Aim 2. Determine the heritability of serum GM-CSF Ab levels. The serum concentration of GM-CSF Ab will be determined in affected and unaffected first degree relatives of index CD patients and the intra-class correlation coefficient and estimate of familial aggregation for GM-CSF Ab will be determined. These data will determine whether neutralizing GM-CSF Ab are inherited as a quantitative trait influenced by CARD15 and IRGM genetic polymorphisms.
Aim 3. Examine GM-CSF Ab regulation of neutrophil function. The serum concentration of GM-CSF Ab will be determined and related to basal and GM-CSF dependent neutrophil STAT3/5 activation, cell survival, and antimicrobial functions including CD11B activation, adhesion, phagocytosis, microbial killing, and oxidative burst. These data will determine whether GM-CSF Ab suppress neutrophil STAT5 activation and antimicrobial function, while promoting STAT3 activation and cell survival.

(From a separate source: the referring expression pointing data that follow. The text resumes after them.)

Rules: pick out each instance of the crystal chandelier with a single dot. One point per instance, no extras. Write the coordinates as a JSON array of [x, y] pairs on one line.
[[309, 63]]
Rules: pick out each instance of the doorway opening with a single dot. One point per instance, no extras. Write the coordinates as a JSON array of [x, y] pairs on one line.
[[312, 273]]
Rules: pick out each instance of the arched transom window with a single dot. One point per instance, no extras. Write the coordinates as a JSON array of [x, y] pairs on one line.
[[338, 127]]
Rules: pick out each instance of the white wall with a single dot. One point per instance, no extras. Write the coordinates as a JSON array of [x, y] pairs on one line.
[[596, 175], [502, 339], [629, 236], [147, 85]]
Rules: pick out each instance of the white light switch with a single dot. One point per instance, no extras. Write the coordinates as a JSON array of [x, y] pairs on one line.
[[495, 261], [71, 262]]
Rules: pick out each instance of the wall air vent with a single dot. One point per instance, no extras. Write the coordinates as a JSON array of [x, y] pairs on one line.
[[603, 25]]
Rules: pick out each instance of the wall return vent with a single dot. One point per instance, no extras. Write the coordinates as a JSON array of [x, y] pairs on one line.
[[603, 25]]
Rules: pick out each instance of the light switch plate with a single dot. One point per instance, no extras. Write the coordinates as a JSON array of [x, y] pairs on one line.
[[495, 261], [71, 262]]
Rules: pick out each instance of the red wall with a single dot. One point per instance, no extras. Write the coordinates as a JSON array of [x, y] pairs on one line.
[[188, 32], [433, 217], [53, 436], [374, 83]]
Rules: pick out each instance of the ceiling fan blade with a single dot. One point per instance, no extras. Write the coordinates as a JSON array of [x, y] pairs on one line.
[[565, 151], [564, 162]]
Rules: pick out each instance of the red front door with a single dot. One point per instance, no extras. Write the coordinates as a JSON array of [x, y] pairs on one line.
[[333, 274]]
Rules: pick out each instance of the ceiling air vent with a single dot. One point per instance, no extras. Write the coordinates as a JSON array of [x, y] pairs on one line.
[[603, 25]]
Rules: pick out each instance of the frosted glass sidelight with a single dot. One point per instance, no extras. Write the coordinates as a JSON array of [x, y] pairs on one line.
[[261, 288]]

Current clinical care and trials of new medications in IBD are hampered by a lack of biomarkers to predict and monitor response to therapy. Without such biomarkers, patients are offered successive therapies via an approach which results in at best a fifty percent rate of sustained relief of symptoms. In the proposed studies, we will validate a novel biomarker, the anti-GM-CSF antibody. These studies will advance the care of IBD patients by providing for the first time a biomarker which will both predict risk for complicated disease, and guide targeted biologic therapy more likely to modify the disease course.